Howard Marks of Oaktree Capital Management recently released a memo on liquidity. Needless to say, it is a must-read for any serious investors. Investopedia summarises perfectly the term liquidity:

[t]he degree to which an asset or security can be bought or sold in the market without affecting the asset’s price.

The key phrase is “without affecting the asset’s price.”

Liquidity is not a characteristic of the underlining asset, but depends on the circumstance in which the asset is traded and the direction you want the asset to go. When there are more buyers than the sellers, it is easier for your sell order to be filled, and therefore it is liquid to sell the asset. On the other hand, it is harder for you to buy the asset at the current price, and therefore, buying position is illiquid; buying takes a long time to fill, and you may have to accept a big discount.

It is highly situational; an asset may be liquid one day and illiquid a few days after. This transition usually coincides with a black swan event. Take an event in January for instance. When Swiss Central Bank unpegged the Swiss Franc (CHF) from the Euro (EUR), suddenly there was a flood of sellers of EUR, and essentially no one to buy it with CHF. Within 30 minutes, EURCHF fell by 30 percent. If you borrowed CHF to invest in EUR, you would find that EURCHF became illiquid in a short period of time and you would have to sell EUR at a significant discount.

So, it is worth bearing in mind that an asset that is currently liquid may be illiquid when you need to sell, because everyone else also wants to sell. Howard summed it up nicely.

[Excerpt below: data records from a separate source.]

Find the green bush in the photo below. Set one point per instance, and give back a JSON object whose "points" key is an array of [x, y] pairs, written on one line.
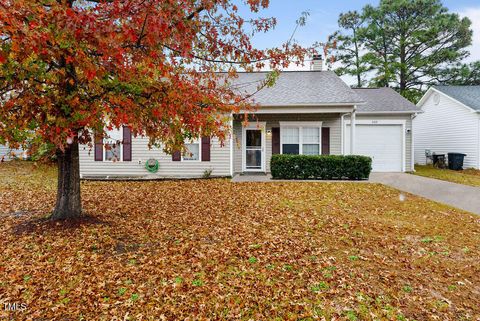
{"points": [[351, 167]]}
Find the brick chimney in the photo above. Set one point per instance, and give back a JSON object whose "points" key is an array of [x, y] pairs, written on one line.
{"points": [[317, 63]]}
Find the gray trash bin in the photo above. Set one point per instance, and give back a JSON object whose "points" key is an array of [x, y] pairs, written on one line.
{"points": [[455, 161]]}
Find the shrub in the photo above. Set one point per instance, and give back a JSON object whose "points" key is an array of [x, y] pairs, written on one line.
{"points": [[323, 167]]}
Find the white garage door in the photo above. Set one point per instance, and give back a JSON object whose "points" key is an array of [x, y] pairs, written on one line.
{"points": [[381, 142]]}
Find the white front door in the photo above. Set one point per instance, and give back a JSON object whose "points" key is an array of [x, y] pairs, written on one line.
{"points": [[253, 150]]}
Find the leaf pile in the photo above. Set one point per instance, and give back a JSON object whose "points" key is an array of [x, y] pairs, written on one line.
{"points": [[212, 249], [468, 176]]}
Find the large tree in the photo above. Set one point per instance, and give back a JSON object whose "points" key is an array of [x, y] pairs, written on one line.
{"points": [[466, 74], [408, 43], [349, 47], [70, 70]]}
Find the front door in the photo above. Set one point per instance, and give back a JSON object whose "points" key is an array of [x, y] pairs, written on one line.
{"points": [[254, 150]]}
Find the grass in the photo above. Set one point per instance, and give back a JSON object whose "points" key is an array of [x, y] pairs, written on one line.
{"points": [[467, 177], [211, 249]]}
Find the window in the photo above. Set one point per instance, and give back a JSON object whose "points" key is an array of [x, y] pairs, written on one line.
{"points": [[311, 141], [113, 146], [301, 138], [192, 152]]}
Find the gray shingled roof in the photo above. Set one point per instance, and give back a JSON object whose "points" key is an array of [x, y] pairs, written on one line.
{"points": [[383, 100], [467, 95], [294, 88]]}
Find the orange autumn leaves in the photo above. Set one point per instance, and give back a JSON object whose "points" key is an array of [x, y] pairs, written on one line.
{"points": [[210, 249], [69, 66]]}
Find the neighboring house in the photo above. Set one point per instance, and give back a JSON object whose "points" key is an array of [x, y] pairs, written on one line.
{"points": [[306, 112], [7, 153], [450, 122]]}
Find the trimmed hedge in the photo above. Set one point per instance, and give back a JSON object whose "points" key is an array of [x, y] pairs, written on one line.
{"points": [[323, 167]]}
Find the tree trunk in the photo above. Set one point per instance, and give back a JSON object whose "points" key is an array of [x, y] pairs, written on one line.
{"points": [[68, 204]]}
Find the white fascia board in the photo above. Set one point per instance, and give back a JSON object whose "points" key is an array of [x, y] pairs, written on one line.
{"points": [[300, 110], [405, 112], [431, 90]]}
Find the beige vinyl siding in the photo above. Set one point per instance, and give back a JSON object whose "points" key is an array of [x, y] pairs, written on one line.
{"points": [[333, 121], [219, 163], [408, 136], [445, 128]]}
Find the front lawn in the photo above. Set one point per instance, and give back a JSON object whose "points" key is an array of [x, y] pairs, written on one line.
{"points": [[212, 249], [467, 177]]}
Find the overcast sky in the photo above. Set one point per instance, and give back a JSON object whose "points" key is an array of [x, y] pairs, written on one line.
{"points": [[324, 15]]}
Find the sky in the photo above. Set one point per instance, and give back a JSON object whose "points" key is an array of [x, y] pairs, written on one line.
{"points": [[324, 15]]}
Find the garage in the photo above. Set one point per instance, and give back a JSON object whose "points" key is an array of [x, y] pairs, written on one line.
{"points": [[384, 143]]}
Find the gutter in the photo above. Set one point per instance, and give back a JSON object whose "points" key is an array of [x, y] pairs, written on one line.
{"points": [[412, 135], [313, 105]]}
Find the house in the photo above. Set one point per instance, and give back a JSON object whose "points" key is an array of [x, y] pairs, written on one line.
{"points": [[450, 122], [7, 153], [306, 112]]}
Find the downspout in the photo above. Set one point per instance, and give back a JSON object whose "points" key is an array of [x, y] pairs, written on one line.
{"points": [[342, 136], [412, 133], [231, 146], [353, 128], [478, 142]]}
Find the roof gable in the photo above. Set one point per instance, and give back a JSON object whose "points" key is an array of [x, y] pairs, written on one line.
{"points": [[384, 100], [467, 95]]}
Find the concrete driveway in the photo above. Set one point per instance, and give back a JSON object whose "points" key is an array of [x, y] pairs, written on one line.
{"points": [[456, 195]]}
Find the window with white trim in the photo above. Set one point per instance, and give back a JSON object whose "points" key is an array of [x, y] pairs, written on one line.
{"points": [[112, 146], [193, 151], [301, 139]]}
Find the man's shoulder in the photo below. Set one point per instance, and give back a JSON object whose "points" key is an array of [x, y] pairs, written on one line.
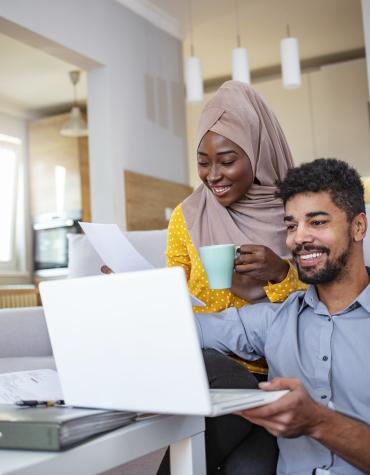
{"points": [[270, 310]]}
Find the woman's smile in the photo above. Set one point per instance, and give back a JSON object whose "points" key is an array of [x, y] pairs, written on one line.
{"points": [[220, 190]]}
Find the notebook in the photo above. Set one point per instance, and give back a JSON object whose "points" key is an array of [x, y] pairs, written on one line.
{"points": [[55, 428], [129, 342]]}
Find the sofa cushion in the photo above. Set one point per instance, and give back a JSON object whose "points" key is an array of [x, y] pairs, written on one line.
{"points": [[8, 365], [23, 333]]}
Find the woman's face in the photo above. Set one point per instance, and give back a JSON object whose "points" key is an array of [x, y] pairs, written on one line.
{"points": [[224, 168]]}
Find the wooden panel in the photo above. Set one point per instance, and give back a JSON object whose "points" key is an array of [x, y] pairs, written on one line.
{"points": [[85, 178], [148, 197]]}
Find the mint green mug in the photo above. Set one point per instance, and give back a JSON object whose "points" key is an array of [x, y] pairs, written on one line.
{"points": [[218, 262]]}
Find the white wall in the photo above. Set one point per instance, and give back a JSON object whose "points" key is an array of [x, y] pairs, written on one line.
{"points": [[365, 4], [18, 128], [326, 117], [136, 112]]}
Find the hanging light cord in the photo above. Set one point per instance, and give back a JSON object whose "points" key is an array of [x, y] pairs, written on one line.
{"points": [[75, 77], [190, 13], [237, 25]]}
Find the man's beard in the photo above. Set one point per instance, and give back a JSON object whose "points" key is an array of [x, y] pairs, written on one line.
{"points": [[329, 272]]}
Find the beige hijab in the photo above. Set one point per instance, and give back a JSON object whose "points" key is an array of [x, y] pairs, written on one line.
{"points": [[241, 115]]}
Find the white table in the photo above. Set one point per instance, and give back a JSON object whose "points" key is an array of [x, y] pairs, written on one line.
{"points": [[185, 435]]}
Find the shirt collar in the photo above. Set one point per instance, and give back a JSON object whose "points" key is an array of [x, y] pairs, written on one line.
{"points": [[312, 300]]}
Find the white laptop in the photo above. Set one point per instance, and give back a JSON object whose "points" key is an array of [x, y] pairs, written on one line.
{"points": [[129, 341]]}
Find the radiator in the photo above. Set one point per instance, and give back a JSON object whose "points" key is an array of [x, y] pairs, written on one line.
{"points": [[10, 298]]}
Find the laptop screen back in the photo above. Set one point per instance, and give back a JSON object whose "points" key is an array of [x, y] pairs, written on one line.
{"points": [[127, 341]]}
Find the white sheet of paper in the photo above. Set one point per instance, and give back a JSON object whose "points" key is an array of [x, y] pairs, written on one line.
{"points": [[41, 384], [117, 252], [114, 248]]}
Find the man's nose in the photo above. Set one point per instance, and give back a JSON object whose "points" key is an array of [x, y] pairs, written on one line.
{"points": [[302, 235]]}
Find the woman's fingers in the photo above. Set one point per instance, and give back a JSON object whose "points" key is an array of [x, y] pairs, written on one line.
{"points": [[106, 270]]}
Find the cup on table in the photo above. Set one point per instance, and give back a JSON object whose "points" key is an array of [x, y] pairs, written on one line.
{"points": [[218, 262]]}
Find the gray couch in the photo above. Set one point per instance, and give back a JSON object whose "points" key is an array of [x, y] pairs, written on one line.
{"points": [[24, 339]]}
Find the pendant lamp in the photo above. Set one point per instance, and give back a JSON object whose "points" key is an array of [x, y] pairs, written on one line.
{"points": [[291, 70], [239, 58], [75, 126], [193, 71]]}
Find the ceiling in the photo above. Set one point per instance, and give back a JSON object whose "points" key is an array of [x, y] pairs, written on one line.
{"points": [[33, 82], [323, 27]]}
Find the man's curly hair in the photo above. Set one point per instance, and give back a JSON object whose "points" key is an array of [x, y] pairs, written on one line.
{"points": [[336, 177]]}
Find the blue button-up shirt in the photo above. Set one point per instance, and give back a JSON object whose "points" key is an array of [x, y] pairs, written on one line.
{"points": [[330, 354]]}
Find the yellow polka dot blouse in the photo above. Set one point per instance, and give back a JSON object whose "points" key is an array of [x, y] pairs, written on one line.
{"points": [[181, 252]]}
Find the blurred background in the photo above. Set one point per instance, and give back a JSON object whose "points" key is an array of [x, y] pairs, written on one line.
{"points": [[96, 124]]}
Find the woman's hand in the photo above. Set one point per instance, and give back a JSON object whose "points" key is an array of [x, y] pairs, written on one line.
{"points": [[255, 266], [106, 270], [261, 263]]}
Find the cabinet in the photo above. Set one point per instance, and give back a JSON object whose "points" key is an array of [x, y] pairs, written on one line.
{"points": [[47, 150]]}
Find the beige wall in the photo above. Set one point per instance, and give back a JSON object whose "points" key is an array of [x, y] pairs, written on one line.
{"points": [[326, 117]]}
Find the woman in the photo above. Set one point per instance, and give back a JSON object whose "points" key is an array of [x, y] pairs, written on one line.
{"points": [[241, 152]]}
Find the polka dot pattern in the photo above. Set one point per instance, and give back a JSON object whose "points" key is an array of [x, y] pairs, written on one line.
{"points": [[181, 252]]}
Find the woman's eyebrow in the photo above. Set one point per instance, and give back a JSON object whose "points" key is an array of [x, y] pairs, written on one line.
{"points": [[225, 152]]}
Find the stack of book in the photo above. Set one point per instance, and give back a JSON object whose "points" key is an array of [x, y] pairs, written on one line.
{"points": [[55, 428]]}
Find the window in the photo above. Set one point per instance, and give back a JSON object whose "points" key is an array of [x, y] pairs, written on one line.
{"points": [[10, 192]]}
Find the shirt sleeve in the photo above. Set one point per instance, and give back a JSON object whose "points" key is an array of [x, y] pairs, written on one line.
{"points": [[241, 332], [280, 291], [176, 250]]}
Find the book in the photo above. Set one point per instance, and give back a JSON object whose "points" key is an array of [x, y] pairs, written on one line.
{"points": [[55, 428]]}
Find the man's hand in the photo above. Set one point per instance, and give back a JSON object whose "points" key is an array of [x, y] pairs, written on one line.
{"points": [[293, 415], [261, 263]]}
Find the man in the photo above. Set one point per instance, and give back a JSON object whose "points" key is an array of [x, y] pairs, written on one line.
{"points": [[317, 343]]}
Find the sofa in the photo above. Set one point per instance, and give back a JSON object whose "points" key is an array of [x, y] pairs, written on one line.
{"points": [[24, 339]]}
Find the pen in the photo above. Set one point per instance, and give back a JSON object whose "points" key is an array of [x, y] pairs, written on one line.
{"points": [[35, 403]]}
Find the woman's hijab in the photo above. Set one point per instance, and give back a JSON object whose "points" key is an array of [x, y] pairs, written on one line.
{"points": [[240, 114]]}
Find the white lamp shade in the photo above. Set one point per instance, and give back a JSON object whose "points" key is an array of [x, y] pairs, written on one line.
{"points": [[194, 80], [291, 69], [75, 125], [240, 65]]}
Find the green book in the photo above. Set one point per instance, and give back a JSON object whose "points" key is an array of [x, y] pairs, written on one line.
{"points": [[55, 428]]}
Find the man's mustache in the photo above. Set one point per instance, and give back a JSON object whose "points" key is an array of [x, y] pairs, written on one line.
{"points": [[309, 248]]}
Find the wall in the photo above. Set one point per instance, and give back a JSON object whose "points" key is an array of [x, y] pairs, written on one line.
{"points": [[326, 117], [136, 113], [18, 128], [365, 4]]}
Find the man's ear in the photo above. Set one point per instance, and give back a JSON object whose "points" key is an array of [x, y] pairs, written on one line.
{"points": [[359, 227]]}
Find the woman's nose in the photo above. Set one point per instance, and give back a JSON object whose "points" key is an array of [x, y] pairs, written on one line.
{"points": [[214, 174]]}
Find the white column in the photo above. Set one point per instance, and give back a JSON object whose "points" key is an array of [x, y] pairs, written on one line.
{"points": [[187, 457], [366, 21]]}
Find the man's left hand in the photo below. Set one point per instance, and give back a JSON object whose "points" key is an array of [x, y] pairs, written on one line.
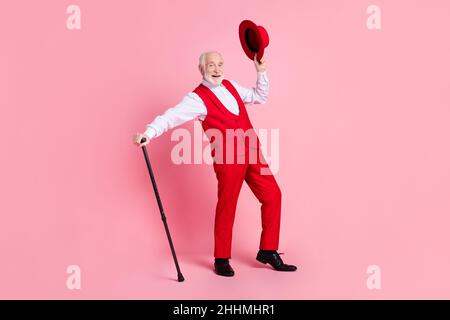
{"points": [[260, 66]]}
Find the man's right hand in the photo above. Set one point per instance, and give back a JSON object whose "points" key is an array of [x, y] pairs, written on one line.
{"points": [[137, 139]]}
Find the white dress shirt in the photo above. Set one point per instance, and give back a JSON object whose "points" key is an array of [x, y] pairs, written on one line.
{"points": [[192, 106]]}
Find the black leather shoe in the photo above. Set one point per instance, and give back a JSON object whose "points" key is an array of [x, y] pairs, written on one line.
{"points": [[222, 268], [273, 258]]}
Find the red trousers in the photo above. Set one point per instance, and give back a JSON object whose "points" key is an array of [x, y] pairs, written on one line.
{"points": [[230, 178]]}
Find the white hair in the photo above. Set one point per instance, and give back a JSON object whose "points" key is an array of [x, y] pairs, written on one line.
{"points": [[202, 60]]}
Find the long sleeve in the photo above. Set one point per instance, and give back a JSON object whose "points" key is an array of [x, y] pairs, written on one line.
{"points": [[257, 95], [190, 107]]}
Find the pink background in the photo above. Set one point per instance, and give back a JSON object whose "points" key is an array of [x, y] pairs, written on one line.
{"points": [[364, 158]]}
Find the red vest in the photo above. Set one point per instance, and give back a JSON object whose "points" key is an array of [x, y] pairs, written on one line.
{"points": [[228, 132]]}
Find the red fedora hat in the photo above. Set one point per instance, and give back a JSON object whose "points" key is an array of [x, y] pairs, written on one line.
{"points": [[254, 39]]}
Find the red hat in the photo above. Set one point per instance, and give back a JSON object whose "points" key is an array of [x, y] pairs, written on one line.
{"points": [[254, 39]]}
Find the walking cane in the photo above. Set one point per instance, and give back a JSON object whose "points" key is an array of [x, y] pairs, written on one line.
{"points": [[163, 216]]}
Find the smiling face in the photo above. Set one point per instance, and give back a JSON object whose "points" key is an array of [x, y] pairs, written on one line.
{"points": [[212, 69]]}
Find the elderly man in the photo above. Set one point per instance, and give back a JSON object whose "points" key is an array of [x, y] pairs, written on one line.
{"points": [[220, 105]]}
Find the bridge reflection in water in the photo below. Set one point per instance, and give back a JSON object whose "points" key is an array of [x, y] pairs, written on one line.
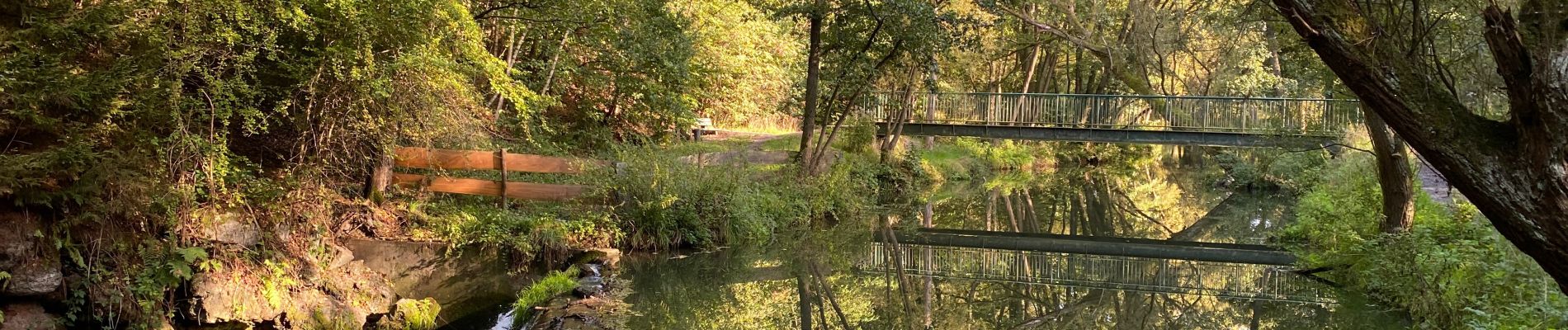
{"points": [[1235, 280]]}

Usually, just as a holder’s desire to sell an asset increases (because he has become afraid to hold it), his ability to sell it decreases (because everyone else has also become afraid to hold it). Thus (a) things tend to be liquid when you don’t need liquidity, and (b) just when your need liquidity most, it tends not to be there.

Why? A simple answer is our herd mentality. We tend to follow the other people in a group as we feel the safety in number.

Overly concern of illiquidity can hinder your portfolio performance too. In Howards’ words: liquidity isn’t free. There’s usually a cost, and it comes in the form of return forgone. The best way to manage the issue of liquidity is to diversify your portfolio according to the degree of liquidity. Ideally, you shouldn’t take more risk from illiquidity than you can afford to.

What does this mean for an average investor?

  • It is worth paying attention to your own assumption on liquidity, your ability to get out of the market when you want to.
  • When the price is falling, buying is usually easier, and therefore more liquid. It is usually the best time to buy an asset since in Howard’s words: to achieve “immediacy” (a quick exit), the sellers tends to sacrifice something else – price. By   supplying liquidity when a demand is in short supply, we are more likely to be financially rewarded.
  • Look to ride a period of illiquidity. Do you really need to close your position when it isn’t in your best interest? If not, then maintain your composure and stay in the market, and ride it out.